Mais do que lugares onde é possível comer, os restaurantes se tornaram nos últimos tempos espaços de experiência.

Como palcos da nova revolução gastronômica, ganharam mais atenção até mesmo do que programações culturais em grandes cidades — as pessoas falam mais dos lugares em que jantaram em Nova York do que das idas ao MoMa ou à Broadway. Sinal do nosso status da comida na nossa sociedade.

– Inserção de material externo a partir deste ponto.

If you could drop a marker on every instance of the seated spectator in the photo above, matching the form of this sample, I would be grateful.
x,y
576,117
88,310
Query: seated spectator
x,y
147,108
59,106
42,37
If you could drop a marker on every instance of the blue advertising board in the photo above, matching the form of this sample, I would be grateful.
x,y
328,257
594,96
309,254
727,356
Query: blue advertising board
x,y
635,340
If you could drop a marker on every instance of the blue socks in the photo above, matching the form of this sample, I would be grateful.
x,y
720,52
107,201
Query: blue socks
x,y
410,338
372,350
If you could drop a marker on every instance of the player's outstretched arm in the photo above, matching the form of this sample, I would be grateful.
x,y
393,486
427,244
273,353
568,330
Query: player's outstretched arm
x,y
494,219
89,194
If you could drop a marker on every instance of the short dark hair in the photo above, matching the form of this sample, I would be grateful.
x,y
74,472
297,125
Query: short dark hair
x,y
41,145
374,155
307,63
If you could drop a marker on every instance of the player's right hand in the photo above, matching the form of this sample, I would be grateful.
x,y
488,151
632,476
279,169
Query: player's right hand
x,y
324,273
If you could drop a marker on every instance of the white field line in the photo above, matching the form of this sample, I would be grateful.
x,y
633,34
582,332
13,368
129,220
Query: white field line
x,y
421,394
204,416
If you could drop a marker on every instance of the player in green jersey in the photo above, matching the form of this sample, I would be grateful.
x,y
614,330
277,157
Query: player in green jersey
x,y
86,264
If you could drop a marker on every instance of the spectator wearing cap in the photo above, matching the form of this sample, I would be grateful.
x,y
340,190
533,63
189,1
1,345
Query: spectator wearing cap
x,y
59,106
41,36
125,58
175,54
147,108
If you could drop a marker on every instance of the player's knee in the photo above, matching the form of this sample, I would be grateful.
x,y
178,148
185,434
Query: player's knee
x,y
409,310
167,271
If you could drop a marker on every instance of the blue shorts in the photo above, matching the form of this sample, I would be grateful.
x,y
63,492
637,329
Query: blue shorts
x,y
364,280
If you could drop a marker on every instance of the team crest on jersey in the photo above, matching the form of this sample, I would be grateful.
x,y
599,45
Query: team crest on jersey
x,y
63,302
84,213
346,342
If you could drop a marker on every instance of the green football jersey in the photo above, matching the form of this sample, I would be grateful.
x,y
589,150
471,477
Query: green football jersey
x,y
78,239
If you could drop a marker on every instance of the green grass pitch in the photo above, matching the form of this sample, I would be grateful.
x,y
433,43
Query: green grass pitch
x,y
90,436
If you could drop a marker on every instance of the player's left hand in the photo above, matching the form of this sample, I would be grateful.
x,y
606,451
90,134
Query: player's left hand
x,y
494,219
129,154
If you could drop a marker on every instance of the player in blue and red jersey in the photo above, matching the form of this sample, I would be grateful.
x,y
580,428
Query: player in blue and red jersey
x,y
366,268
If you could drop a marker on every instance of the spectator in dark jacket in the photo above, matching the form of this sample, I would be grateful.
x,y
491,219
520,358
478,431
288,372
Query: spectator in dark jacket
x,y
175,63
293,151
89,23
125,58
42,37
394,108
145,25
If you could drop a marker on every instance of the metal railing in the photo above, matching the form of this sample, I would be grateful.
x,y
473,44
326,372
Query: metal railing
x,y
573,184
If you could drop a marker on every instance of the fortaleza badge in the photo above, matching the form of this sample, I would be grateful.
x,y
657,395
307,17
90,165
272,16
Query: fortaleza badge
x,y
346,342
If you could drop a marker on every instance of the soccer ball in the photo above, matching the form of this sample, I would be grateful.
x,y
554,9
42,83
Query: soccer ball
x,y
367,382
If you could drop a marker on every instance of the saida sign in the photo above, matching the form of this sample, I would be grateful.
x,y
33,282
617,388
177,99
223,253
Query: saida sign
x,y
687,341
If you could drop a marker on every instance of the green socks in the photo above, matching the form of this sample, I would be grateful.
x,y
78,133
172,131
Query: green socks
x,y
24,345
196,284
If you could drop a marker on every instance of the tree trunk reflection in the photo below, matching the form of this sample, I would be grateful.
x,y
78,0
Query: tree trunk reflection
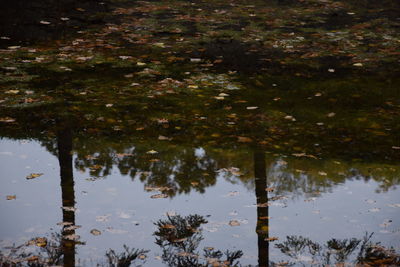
x,y
64,143
262,207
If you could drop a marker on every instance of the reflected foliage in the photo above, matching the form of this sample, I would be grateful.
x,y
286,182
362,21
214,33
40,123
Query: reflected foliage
x,y
338,252
179,237
40,251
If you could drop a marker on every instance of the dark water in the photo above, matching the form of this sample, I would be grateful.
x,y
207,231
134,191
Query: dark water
x,y
123,143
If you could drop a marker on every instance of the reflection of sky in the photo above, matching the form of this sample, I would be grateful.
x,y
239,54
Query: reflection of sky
x,y
124,212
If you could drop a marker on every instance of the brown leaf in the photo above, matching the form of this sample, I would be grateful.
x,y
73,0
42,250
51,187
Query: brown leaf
x,y
34,175
243,139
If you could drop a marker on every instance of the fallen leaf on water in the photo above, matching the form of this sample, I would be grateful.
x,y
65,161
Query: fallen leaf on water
x,y
7,119
234,223
33,258
95,232
34,175
14,92
243,139
162,138
289,117
232,193
178,240
159,196
168,226
103,218
386,223
65,223
374,210
40,242
72,227
72,237
115,231
69,208
332,114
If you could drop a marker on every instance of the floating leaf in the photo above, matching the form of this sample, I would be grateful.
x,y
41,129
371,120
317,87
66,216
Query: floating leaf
x,y
95,232
11,197
243,139
34,175
72,237
234,223
159,196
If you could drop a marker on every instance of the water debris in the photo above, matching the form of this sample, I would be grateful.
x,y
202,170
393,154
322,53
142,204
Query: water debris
x,y
33,175
159,196
232,194
234,223
374,210
7,119
243,139
95,232
168,226
116,231
304,155
103,218
72,237
289,117
331,114
66,208
39,241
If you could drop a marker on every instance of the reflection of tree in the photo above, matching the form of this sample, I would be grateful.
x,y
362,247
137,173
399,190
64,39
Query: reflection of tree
x,y
64,143
126,258
262,228
339,251
50,251
179,237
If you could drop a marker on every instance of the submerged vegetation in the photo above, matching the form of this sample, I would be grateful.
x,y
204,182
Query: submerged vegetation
x,y
291,99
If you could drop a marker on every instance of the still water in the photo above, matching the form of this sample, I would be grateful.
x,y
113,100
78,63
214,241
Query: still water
x,y
120,208
199,133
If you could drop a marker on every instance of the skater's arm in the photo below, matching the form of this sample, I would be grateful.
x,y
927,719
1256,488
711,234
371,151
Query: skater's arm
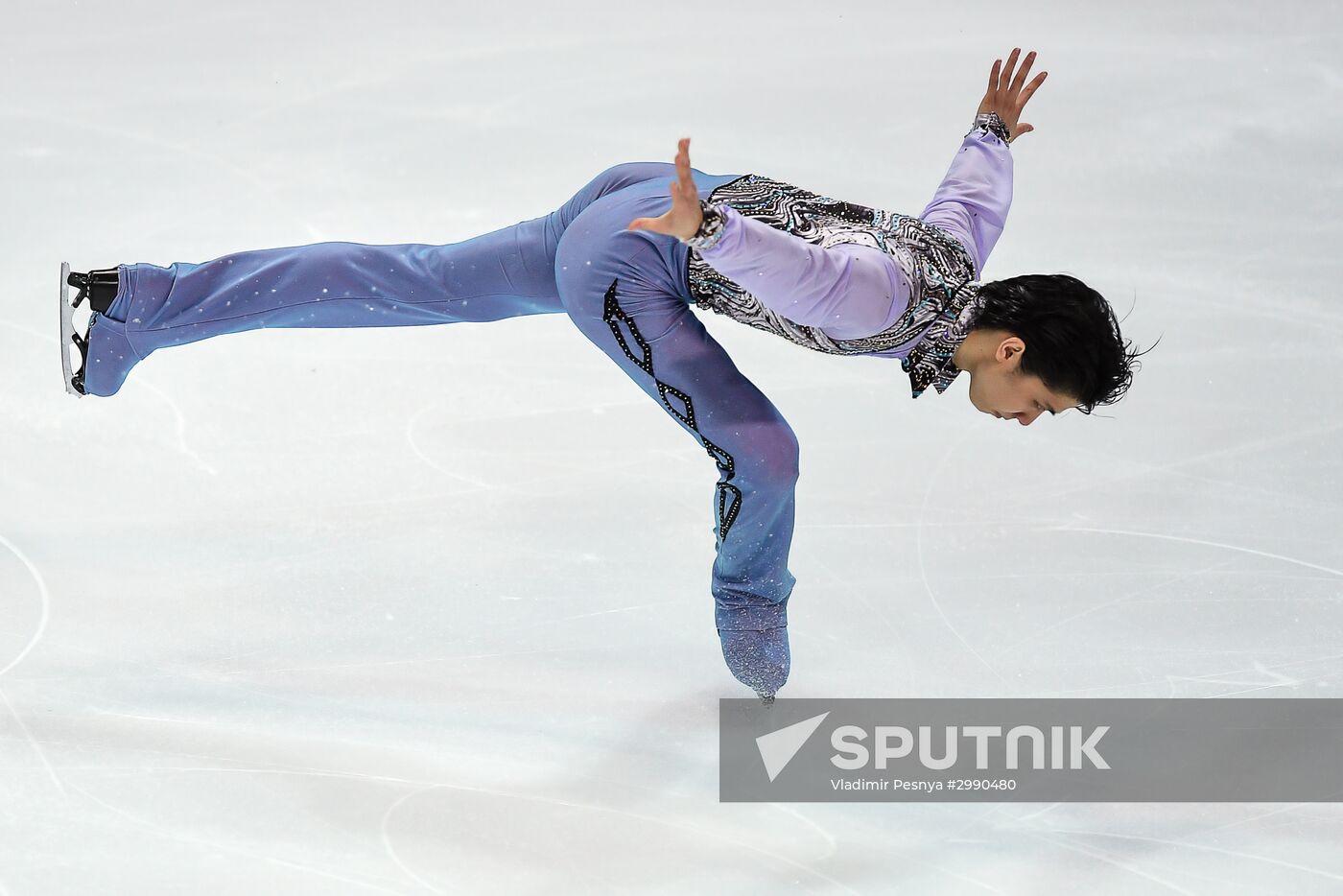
x,y
973,199
846,291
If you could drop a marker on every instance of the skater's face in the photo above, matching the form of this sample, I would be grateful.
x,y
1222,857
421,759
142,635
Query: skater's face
x,y
998,387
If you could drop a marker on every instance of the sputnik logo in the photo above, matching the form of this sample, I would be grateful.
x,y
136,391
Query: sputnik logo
x,y
779,747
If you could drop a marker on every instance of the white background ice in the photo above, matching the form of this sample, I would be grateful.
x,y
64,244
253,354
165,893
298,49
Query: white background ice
x,y
426,609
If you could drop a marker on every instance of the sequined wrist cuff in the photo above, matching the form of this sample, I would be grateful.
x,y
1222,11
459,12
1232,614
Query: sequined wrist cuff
x,y
711,228
994,124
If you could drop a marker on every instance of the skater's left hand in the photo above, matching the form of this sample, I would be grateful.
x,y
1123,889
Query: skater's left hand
x,y
682,219
1006,94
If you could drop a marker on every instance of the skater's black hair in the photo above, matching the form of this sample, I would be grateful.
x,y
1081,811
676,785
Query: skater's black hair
x,y
1072,338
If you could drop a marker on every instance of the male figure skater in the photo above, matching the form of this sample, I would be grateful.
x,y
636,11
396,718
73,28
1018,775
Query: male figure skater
x,y
826,274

Mas mesmo antes da pandemia, os restaurantes passaram por algumas mudanças até mesmo conceituais. "A alta gastronomia já demonstrava não ser sustentável para muitos chefs e grupos, que começaram a investir em restaurantes mais casuais", afirma o consultor de restaurantes Nidal Barake, que vive nos EUA.

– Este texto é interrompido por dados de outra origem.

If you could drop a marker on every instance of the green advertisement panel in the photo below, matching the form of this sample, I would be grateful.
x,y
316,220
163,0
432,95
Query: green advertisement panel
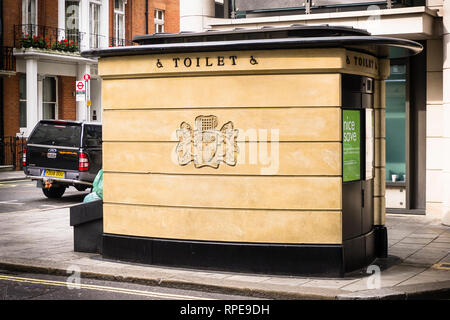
x,y
351,145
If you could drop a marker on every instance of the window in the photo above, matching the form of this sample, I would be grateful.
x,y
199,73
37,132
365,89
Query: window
x,y
119,22
94,24
159,21
72,20
23,101
396,123
29,17
49,105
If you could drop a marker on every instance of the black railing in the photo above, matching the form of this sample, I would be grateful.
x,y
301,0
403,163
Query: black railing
x,y
7,59
118,42
44,37
11,149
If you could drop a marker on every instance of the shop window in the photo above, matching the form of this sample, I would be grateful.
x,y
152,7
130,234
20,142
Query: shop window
x,y
159,21
396,100
49,98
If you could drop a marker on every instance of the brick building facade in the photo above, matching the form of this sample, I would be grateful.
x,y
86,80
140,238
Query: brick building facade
x,y
41,82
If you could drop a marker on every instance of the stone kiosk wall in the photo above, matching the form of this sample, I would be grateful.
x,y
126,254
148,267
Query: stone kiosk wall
x,y
233,159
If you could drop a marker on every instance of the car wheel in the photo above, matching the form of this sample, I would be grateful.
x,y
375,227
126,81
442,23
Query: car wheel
x,y
54,192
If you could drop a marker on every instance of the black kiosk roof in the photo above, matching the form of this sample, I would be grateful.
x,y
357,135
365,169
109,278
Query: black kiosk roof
x,y
293,37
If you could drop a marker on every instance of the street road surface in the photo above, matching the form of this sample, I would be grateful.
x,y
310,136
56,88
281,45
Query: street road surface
x,y
22,195
23,286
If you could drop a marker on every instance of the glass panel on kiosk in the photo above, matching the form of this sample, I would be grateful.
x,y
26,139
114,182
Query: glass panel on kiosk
x,y
351,145
370,148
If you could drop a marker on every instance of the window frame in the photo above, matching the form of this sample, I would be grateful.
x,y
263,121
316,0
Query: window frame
x,y
94,35
23,77
159,22
56,106
119,30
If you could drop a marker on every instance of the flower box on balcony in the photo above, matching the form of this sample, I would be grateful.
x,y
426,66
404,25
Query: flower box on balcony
x,y
43,44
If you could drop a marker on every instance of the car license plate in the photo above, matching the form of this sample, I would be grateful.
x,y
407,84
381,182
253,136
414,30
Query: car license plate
x,y
53,173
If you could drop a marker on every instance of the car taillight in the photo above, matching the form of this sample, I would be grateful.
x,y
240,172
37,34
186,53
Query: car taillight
x,y
83,162
24,157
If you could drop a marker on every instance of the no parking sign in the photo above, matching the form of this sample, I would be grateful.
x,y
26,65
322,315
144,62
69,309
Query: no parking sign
x,y
80,89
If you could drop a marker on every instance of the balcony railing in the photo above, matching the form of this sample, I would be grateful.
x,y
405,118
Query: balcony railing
x,y
49,38
7,59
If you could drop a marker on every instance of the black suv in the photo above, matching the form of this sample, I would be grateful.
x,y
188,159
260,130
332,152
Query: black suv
x,y
61,153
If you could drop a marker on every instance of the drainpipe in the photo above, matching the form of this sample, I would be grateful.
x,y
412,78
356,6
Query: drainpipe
x,y
146,17
446,112
2,131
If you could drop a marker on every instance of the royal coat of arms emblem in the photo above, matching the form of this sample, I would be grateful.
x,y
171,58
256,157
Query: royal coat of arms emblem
x,y
205,145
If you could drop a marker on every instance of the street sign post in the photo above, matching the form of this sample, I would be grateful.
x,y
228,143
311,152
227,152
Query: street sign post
x,y
80,89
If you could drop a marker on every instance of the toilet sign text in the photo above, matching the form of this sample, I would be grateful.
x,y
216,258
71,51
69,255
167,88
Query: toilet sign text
x,y
205,61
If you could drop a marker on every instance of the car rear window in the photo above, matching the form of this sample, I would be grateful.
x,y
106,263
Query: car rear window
x,y
65,135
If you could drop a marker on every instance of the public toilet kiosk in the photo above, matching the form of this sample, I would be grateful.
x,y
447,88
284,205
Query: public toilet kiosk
x,y
248,150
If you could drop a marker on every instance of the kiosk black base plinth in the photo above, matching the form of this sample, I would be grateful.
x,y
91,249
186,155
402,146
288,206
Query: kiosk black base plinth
x,y
262,258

Por outro lado, chefs buscaram levar mais entretenimento à sala de jantar, criar relações mais próximas com produtores locais, reinventar sua atuação. Com as regras de distanciamento social, essa reinvenção ganhou novo sentido.

Na sociedade pós-coronavírus, há um universo de possibilidades para os restaurantes se reinventarem, e principalmente buscarem maneiras de resgatar com o cliente uma relação primária de confiança, de prazer.

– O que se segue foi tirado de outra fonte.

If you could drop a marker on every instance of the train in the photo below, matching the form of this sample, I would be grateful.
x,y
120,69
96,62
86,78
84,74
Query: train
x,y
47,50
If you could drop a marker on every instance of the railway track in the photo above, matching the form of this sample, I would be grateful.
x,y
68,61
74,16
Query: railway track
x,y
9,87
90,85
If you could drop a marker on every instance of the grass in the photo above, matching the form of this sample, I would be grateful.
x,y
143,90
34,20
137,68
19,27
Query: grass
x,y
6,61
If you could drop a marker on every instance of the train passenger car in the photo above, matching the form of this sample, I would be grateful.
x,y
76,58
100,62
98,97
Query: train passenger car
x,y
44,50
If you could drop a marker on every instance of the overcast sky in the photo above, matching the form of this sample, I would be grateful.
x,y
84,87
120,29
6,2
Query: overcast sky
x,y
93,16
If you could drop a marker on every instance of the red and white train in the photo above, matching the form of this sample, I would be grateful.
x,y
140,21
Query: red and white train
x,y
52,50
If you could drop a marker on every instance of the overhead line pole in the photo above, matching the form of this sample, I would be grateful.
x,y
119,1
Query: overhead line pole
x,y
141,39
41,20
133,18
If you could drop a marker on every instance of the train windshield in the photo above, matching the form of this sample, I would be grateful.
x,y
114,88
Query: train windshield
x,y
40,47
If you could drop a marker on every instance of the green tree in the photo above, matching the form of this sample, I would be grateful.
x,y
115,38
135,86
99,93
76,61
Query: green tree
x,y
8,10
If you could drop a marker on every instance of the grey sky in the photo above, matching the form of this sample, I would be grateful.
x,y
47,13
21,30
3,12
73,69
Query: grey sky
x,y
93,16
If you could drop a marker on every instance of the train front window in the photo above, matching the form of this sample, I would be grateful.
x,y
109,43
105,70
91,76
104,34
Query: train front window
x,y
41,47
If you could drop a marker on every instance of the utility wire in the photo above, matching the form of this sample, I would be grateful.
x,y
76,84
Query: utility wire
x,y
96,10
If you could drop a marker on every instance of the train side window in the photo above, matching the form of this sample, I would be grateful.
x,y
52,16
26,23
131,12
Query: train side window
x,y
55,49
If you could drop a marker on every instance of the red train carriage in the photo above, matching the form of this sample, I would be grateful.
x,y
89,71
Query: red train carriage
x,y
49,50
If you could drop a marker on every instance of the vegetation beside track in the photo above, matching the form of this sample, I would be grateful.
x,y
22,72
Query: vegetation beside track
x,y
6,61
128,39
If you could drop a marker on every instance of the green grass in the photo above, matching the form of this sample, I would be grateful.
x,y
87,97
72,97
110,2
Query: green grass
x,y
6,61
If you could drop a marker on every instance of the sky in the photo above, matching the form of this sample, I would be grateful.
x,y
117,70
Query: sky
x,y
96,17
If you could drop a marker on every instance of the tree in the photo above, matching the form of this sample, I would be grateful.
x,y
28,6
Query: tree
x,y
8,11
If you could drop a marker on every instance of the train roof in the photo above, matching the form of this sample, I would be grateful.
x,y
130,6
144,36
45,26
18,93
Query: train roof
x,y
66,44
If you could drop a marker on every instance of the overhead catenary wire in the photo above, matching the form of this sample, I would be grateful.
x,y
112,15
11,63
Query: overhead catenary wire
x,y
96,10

"Cada vez mais, vamos enxergar esses estabelecimentos não apenas como lugares em si, mas como marcas com as quais podemos criar elos para nossa alimentação, inclusive dentro de casa", ele diz.

Cada vez mais, vamos enxergar esses estabelecimentos não apenas como lugares em si, mas como marcas com as quais podemos criar elos para nossa alimentação, inclusive dentro de casa"

Nidal Barake, consultor de restaurantes

Na impossibilidade de receber todos os clientes (por limitação de espaço, por desconfiança, etc), os restaurantes vão se reinventar como conceitos.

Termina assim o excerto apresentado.